Liang Tianyi, Li Baopu, Wang Mengzhu, Tan Huibin, Luo Zhigang
IEEE Trans Image Process. 2023;32:267-280. doi: 10.1109/TIP.2022.3227814. Epub 2022 Dec 21.
Unifying object detection and re-identification (ReID) into a single network enables faster multi-object tracking (MOT), while this multi-task setting poses challenges for training. In this work, we dissect the joint training of detection and ReID from two dimensions: label assignment and loss function. We find previous works generally overlook them and directly borrow the practices from object detection, inevitably causing inferior performance. Specifically, we identify a qualified label assignment for MOT should: 1) have the assignment cost aware of ReID cost, not just detection cost; 2) provide sufficient positive samples for robust feature learning while avoiding ambiguous positives (i.e., the positives shared by different ground-truth objects).

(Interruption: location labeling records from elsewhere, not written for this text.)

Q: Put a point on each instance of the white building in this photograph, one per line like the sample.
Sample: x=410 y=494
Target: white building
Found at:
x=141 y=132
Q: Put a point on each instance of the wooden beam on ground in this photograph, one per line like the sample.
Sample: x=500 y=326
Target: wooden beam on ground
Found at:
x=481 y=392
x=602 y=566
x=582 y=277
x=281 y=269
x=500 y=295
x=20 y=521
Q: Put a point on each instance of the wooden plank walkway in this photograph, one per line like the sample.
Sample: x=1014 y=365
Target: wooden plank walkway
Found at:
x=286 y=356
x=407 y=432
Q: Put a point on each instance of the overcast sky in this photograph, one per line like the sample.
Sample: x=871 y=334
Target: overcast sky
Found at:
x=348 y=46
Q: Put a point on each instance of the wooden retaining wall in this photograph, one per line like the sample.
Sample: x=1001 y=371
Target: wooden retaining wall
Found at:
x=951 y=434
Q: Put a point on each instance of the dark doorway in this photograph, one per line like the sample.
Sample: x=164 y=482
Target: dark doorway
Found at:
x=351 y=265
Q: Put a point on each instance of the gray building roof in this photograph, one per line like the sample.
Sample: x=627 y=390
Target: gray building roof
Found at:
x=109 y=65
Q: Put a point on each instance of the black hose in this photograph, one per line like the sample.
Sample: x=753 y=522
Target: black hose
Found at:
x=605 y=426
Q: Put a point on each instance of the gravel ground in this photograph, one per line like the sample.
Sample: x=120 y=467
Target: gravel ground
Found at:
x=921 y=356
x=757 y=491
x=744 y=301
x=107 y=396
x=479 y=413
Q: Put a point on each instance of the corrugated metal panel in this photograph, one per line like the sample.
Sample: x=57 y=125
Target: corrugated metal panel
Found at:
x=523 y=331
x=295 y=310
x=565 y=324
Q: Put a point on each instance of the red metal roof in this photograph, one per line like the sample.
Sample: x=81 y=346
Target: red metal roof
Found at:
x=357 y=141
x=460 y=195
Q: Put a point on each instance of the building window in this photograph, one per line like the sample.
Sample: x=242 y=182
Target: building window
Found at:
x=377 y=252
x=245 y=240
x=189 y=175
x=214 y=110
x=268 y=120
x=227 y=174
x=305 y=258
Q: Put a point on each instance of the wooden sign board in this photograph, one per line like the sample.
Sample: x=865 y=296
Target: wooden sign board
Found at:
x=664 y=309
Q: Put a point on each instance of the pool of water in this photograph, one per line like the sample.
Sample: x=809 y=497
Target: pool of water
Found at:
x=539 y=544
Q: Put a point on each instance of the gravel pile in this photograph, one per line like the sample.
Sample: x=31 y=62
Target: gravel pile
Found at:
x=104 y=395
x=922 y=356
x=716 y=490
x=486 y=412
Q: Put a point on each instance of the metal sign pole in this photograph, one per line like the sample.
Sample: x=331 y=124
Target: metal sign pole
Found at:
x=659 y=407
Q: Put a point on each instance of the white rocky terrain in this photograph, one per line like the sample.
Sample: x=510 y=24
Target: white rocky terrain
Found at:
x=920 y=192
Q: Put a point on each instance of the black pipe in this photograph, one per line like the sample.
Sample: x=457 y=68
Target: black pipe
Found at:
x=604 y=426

To achieve the above goals, we first propose Identity-aware Label Assignment, which jointly considers the assignment cost of detection and ReID to select positive samples for each instance without ambiguities. Moreover, we advance a novel Discriminative Focal Loss that integrates ReID predictions with Focal Loss to focus the training on the discriminative samples. Finally, we upgrade the strong baseline FairMOT with our techniques and achieve up to 7.0 MOTA / 54.1% IDs improvements on MOT16/17/20 benchmarks under favorable inference speed, which verifies our tailored label assignment and loss function for MOT are superior to those inherited from object detection.
将目标检测和重新识别(ReID)统一到单个网络中能够实现更快的多目标跟踪(MOT),然而这种多任务设置给训练带来了挑战。在这项工作中,我们从标签分配和损失函数这两个维度剖析检测和ReID的联合训练。我们发现先前的工作通常忽略了它们,而是直接借鉴目标检测的做法,这不可避免地导致性能不佳。具体而言,我们确定对于MOT来说,一个合格的标签分配应该:1)使分配成本意识到ReID成本,而不仅仅是检测成本;2)为鲁棒的特征学习提供足够的正样本,同时避免模糊的正样本(即不同真实物体共享的正样本)。为了实现上述目标,我们首先提出身份感知标签分配,它联合考虑检测和ReID的分配成本,为每个实例选择无歧义的正样本。此外,我们提出了一种新颖的判别式焦点损失,将ReID预测与焦点损失相结合,使训练聚焦于判别性样本。最后,我们用我们的技术升级强大的基线FairMOT,并在有利的推理速度下在MOT16/17/20基准上实现高达7.0 MOTA / 54.1%的ID提升,这验证了我们为MOT量身定制的标签分配和损失函数优于从目标检测继承的那些。